Não creio que o povo que elegeu Trump seja progressive, mas creio que os
administradores sejam. Com juristas e burocratas autoritários, é
possível, nesse sistema, subjugar o povo.
Assim,
é plausível dizer que a democracia dos EUA degenera por causa dessas
duas particularidades, e que a força desse país exportou os vícios de
seus sistema político?
Resposta
1.
Isto que você escreve sobre a especialização dos nossos continentes nos
diversos registros desse novo esquerdismo é bem exato: "é interessante
notar que diferentes aspetos de sua ideologia são enfatizados em
diferentes países. Suponho que o mais importante no Canadá seja o
gênero; na Europa, o ambientalismo. Aqui, é a raça." É isso mesmo. O
ecologismo é provavelmente a única variante desse novo esquerdismo na
qual a Europa ocidental possui uma distância de vantagem sobre os
Estados Unidos. A União Europeia, enquanto construção burocrática não
democrática, se presta maravilhosamente à imposição de uma agenda
ecologista extremista. Está muito claro que é o caso dos nossos dias,
sob a influência do Comissário europeu Frans Timmermans, provavelmente o
pior extremista que chegou ao poder na Europa Ocidental após 1945. Esse
socialista holandês convertido ao ecologismo fanático é a encarnação
perfeita da tese que defendo em O Reich Verde.
Continua
sendo verdade que o sol último desse novo esquerdismo é
norte-americano. Não nos esqueçamos do que distingue os EUA da Europa,
bem como da América do Sul: a força. Setecentos bilhões de dólares de
orçamento militar anual: a caldeira norte-americana desse novo
esquerdismo se apoia sobre um poder sem igual na superfície do globo e
sobre o impacto massivo de sua indústria cultural sobre nossas
cosmovisões nacionais.
2.
Sua descrição dos malfeitos do neorracismo da esquerda contemporânea
também é perfeita. Como descrevi no meu ensaio Estampillés — essai sur
le néo-racisme de la gauche [Carimbados: Ensaio sobre o neorracismo da
esquerda], levar em conta o fator racial leva necessariamente às
consequências que você descreve: tribunais raciais. Vão chegar a medir
os crânios, como faziam os nacional-socialistas alemães, para certificar
a raça dos candidatos à universidade? Costuma-se esquecer, mas o
nazismo não era um "white supremacism" [supremacismo branco], senão um
"aryano-supremacism" [supremacismo ariano], i. e., eles tinham "o
Ariano" como uma raça superior a todas as demais. No começo e antes de
todos, o Eslavo, que é tão branco quanto possível. Os cientistas
nazistas consideravam o Eslavo como uma espécie de animal mal-evoluído.

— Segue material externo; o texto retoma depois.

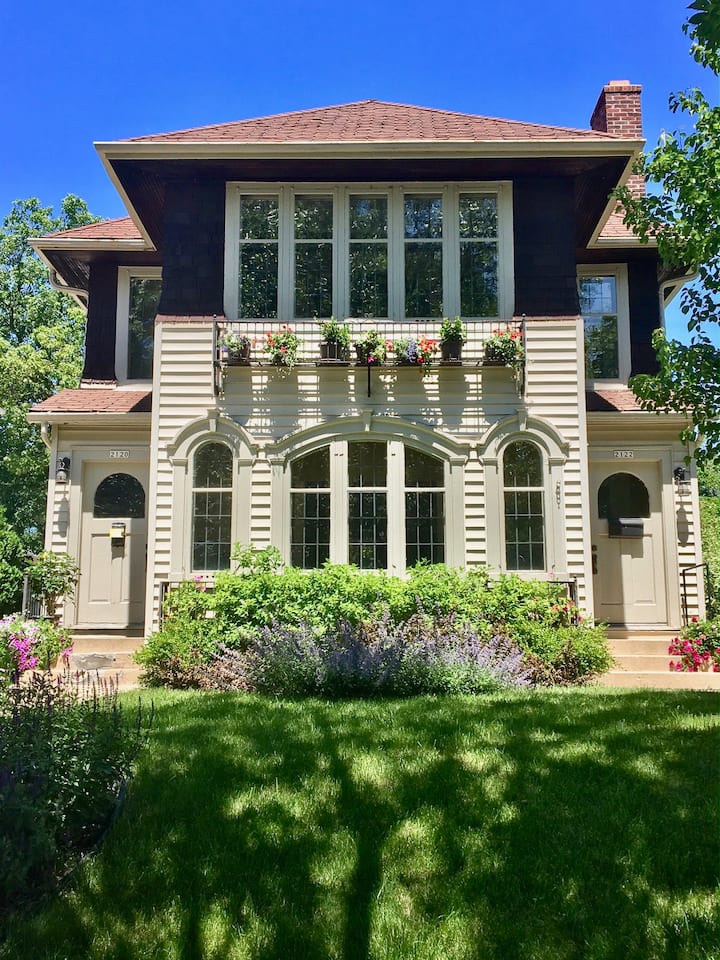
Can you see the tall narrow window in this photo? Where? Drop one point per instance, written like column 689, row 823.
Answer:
column 423, row 256
column 367, row 505
column 478, row 255
column 424, row 508
column 310, row 520
column 212, row 507
column 368, row 257
column 258, row 258
column 599, row 308
column 144, row 300
column 313, row 256
column 524, row 514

Mas como era tão branco quanto um alemão, amiúde louro e de olhos
claros, os nazistas tomaram de empréstimo ao teórico francês Vacher de
Lapouge sua teoria de raças baseadas na forma do crânio. Acrescento uma
imagem de uma dessas cientistas nazistas trabalhando, i. e., medindo o
crânio de uma cigana, em 1938:
E os que têm ancestrais mestiços? Esse neorracismo é tão grotesco em sua teoria quanto monstruoso em seus efeitos práticos.
3.
A judicialização do político é uma coisa boa e ruim. Que há uma parte
da judicialização consubstancial à separação dos poderes, no sentido de
Aristóteles, John Locke, Montesquieu e Friedrich Hayek, é incontestável.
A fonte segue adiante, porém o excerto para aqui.